- USD/JPY has refreshed its day’s high at 133.70 on the continuation of the ultra-dovish policy.
- According to economists at ING, the Fed will bank upon rate cut context before the 2023 conclusion.
- Fed’s hawkish monetary policy has resulted in a decline in overall economic activities in the US.
The USD/JPY pair has delivered an upside break after displaying topsy-turvy moves around 133.50 in the Asian session. The expectations of the continuation of an ultra-loose monetary policy by the Bank of Japan (BOJ) have triggered volatility for the Japanese Yen.
The USD Index has continued its sideways performance around 103.80 despite volatility in the risk-sensitive assets. S&P500 faced selling pressure on Tuesday led by weakness in the technology stocks. Also, a decline in economic activities as shown by Trade Balance data reported by the United States Census Bureau added uncertainty in the US equities.

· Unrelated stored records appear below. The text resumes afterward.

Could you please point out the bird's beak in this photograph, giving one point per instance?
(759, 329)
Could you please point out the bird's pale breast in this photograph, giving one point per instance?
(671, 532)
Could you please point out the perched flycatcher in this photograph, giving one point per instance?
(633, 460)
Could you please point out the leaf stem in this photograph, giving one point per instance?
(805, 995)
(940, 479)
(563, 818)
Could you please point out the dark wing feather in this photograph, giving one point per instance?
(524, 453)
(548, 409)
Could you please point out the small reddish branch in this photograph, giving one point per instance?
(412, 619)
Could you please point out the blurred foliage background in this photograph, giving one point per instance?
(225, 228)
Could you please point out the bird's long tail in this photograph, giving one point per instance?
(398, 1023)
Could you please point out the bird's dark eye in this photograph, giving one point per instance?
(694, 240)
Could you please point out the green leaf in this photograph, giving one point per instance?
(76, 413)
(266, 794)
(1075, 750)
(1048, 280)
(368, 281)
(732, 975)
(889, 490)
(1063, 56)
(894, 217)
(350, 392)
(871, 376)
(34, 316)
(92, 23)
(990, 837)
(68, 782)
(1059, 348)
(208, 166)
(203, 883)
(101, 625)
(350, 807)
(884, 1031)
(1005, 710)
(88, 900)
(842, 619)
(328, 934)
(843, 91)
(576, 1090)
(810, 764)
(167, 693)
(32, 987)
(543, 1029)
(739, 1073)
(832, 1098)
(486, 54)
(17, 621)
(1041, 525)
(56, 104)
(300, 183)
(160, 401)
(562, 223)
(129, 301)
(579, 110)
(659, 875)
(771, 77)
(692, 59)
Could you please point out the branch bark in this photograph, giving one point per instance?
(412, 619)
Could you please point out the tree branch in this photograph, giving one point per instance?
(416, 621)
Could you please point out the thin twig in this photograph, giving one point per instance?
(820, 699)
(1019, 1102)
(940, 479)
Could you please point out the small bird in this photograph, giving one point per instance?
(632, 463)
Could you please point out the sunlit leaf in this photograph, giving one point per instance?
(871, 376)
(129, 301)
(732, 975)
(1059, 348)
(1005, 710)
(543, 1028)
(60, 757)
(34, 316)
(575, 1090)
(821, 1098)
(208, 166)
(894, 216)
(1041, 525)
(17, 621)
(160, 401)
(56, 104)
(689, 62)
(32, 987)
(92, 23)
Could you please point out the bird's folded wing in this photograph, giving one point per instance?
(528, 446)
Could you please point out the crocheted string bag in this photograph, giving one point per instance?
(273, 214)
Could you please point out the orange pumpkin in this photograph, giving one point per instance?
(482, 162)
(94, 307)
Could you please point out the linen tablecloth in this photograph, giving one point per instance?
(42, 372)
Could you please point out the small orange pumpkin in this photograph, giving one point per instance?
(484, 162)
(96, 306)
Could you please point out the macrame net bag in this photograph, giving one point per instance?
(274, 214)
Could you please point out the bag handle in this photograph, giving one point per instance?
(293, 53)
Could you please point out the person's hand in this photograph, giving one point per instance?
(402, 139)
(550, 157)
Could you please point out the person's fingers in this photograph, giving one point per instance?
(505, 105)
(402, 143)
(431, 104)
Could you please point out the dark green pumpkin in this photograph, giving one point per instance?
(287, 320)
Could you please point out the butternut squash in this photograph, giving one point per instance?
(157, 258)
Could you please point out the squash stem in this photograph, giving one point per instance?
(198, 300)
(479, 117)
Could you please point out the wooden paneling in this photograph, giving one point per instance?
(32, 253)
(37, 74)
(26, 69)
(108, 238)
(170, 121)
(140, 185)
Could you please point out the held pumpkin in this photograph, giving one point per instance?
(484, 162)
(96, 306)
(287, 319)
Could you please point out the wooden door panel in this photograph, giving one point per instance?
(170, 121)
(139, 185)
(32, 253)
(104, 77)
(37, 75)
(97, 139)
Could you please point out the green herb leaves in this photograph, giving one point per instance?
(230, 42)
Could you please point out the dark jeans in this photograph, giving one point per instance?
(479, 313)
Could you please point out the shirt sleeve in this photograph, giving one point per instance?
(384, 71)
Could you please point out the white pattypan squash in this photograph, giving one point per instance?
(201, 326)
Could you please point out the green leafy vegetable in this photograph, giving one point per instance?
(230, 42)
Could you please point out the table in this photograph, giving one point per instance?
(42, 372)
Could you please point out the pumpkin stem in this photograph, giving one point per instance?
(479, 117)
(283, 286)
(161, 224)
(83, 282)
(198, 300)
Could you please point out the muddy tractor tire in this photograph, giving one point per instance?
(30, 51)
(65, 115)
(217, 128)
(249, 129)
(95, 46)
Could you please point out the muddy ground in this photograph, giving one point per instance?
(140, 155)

The US international rate deficit dropped by $15.5 billion to $83.3 billion in November from $98.8 billion recorded in October. The decline in the trade deficit is not the outcome of a proportional rise in exports but is backed by a decline in overall economic activities. The US economy has started facing the consequences of higher interest rates by the Federal Reserve (Fed) to tame the roaring inflation.
Meanwhile, the decline in the US Durable Goods Orders and households consumption expenditure has started raising red flags for the longevity of hawkish monetary policy by the Fed. Economists at ING are of the view that the recession will accelerate inflation’s slide and will allow the Fed to respond with rate cuts before CY2023 is out.
On the Japan front, Reuters conveyed the Bank of Japan (BOJ) Summary of Opinions for the latest monetary policy meeting highlighting that the central bank must maintain the easy policy as Japan is in a critical phase of hitting the price goal. Also, the economy is showing signs of wage rises, a positive economic cycle but appropriate to maintain an easy policy for time being.